Concept Overview

When should you use Cobalt?

You should use Cobalt to understand and surface actionable information about high dimensional or unstructured data. This can be useful both when you have a model trained to make predictions, and even before you have a model.

If you’re in the data curation step, it will help you understand what’s in your dataset and enable you to consider clusters and their similar clusters to build custom inclusion/exclusion criteria for your downstream modeling tasks. There are also other use cases, and it’s always good to know what’s in your data early so you can limit unwelcome surprises.

If your model is not performing to the extent you wish (i.e., low accuracy, high error rate), Cobalt will help you locate specific semantically similar groups of data points that suggest something about why the model is failing.

What else might you try?

One approach you might use is to visualize your embeddings on a t-SNE, UMAP or PCA plot. This will give you a 2D representation of your embedding. You can color the resulting scatter plot by error, or an indicator function and check whether there are regions within the scatter plot that suffer from a lot of errors.

If this gives you what you need, that’s great! But, based on the limitations of these tools, it’s likely that you will want more. Specifically, PCA is a linear method and preserves the axes of greatest variance within the embedding—there is no reason to expect that this will preserve the geometric separability of the targets. UMAP and t-SNE are great visualization techniques, but if you’re looking at their outputs to find patterns, you should know that in order to create a reasonable 2D representation, they often split up semantically similar data as well as bring non-semantically similar data together, so results may be misleading.

What does Cobalt offer?

Since we know what you want is finding error patterns, we engineered a solution that finds error patterns, without cutting up groups of similar data points. Specifically, we used concepts from topology, a branch of mathematics, to do this in a maximally accurate way. The central technique that our analysis is based on is building a map—technically speaking, a graph—of this embedding space by preserving the relationships between these points.

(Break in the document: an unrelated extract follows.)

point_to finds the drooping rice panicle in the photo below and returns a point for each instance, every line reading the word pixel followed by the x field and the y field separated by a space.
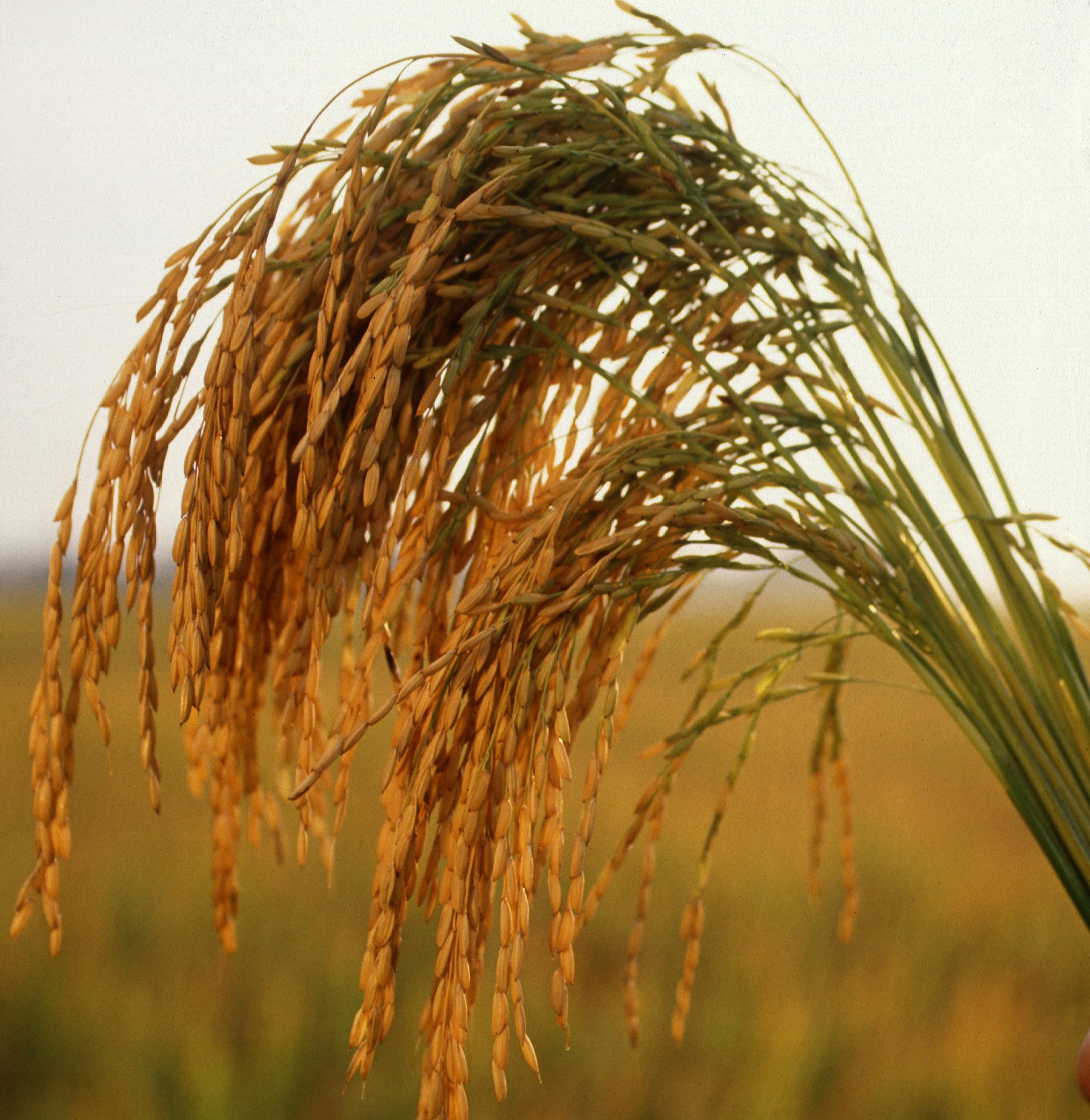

Right now, Cobalt provides tools to detect drifted groups of data points and groups with high error. In development, we are working on tools to pick up spurious patterns and correlations.

What you need to know

What is an embedding?

An embedding is a representation of each data point as a fixed dimension vector. An embedding has a similarity / distance metric associated with it (examples include cosine similarity and Euclidean distance). The idea here is that if two data points are semantically similar to one another, then they should be nearby in the embedding space as well. There are various ways of computing embeddings. One can use a pretrained embedding model (e.g sBERT), or extract hidden states from models. In tabular settings, one can use the output from random forest, or the raw tabular features. If a model is available, extracting hidden states from the model is the best bet. Otherwise, if you are in a pre-training step and there is no model available, using publicly available models like sBERT or CLIP can give you a good understanding of what is in your dataset. Additional approaches like training an autoencoder to extract embeddings can also be useful ways of creating embeddings.

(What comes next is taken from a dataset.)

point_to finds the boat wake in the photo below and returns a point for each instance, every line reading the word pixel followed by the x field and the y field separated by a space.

The Cobalt interface for embedding allows you to create a cobalt.CobaltDataset from a pandas DataFrame and then call CobaltDataset.add_embedding_array(). This method accepts a numpy array and the name of a metric that can be used to compute distances between each row in the embedding matrix.

Metadata

To proceed with your analysis, you can add metadata information about the data in the DataFrame. And one can add a DatasetMetadata object to communicate to cobalt which columns in the dataset contain timestamp data, or contain media data (e.g image paths).

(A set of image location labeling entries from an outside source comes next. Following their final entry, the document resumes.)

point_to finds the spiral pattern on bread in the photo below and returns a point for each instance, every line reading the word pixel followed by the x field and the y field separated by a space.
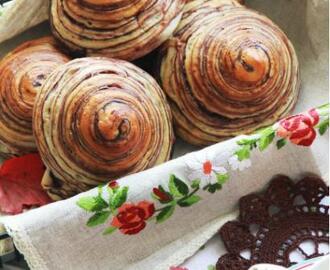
pixel 227 70
pixel 22 73
pixel 97 119
pixel 121 29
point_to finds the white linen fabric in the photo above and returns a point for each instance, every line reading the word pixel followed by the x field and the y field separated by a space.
pixel 56 237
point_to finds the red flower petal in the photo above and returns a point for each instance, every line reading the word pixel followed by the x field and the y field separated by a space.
pixel 148 207
pixel 315 116
pixel 116 223
pixel 134 230
pixel 113 184
pixel 20 184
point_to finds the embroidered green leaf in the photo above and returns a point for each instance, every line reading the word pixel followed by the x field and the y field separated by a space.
pixel 222 178
pixel 323 126
pixel 189 201
pixel 243 153
pixel 195 183
pixel 109 230
pixel 110 191
pixel 92 204
pixel 280 143
pixel 118 198
pixel 98 218
pixel 266 140
pixel 165 213
pixel 177 187
pixel 99 189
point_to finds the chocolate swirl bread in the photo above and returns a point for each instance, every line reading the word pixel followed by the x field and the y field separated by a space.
pixel 120 29
pixel 22 72
pixel 227 70
pixel 96 119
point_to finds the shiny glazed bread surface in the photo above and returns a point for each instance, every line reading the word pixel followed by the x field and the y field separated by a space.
pixel 123 29
pixel 227 70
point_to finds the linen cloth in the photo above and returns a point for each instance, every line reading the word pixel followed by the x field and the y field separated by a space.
pixel 56 237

When constructing the CobaltDataset object, you have the opportunity to pass in DatasetMetadata object. If you do not, Cobalt auto-computes which columns in the dataframe you passed in correspond to image path columns, and text columns. In particular, Cobalt distinguishes between long text and short text. Long text data contains multiple space separated words, and short text columns do not. We auto-compute TF-IDF-based keyword analysis on long text columns. Cobalt does not currently automatically detect timestamp columns, so if you want to color by a certain timestamp column, please add that to CobaltDataset.metadata.timestamp_columns after construction.

To add a model that you want to analyze, add a ModelMetadata object with the CobaltDataset.add_model() method to communicate which columns in the dataframe are model predictions, model targets, and model input columns. This will provide input for Cobalt to organize your analysis tools in the UI as well as define the relevant columns that the Workspace.find_failure_groups() method will consider to output failure groups.

Visualization

Once this has been appropriately labeled, you can run w = cobalt.Workspace(ds: CobaltDataset) and then w.ui.

If you prefer a more programmatic interface, you can run w.find_failure_groups().

At this point, if you w.ui, you’ll see a visual interface show up in the notebook interface with a network in the center. Each node in your graph represents a cluster of data, and edges between those nodes represent similarities between clusters. In sum, you can think of the network as a literal map of your dataset, based on the information that is contained in the embedding that you provided. To see how your model makes decisions about your data, you can start by coloring the map by your model’s prediction.

At this point, we recommend looking at data points that lie on the border between two different colors to see what the model might get confused by.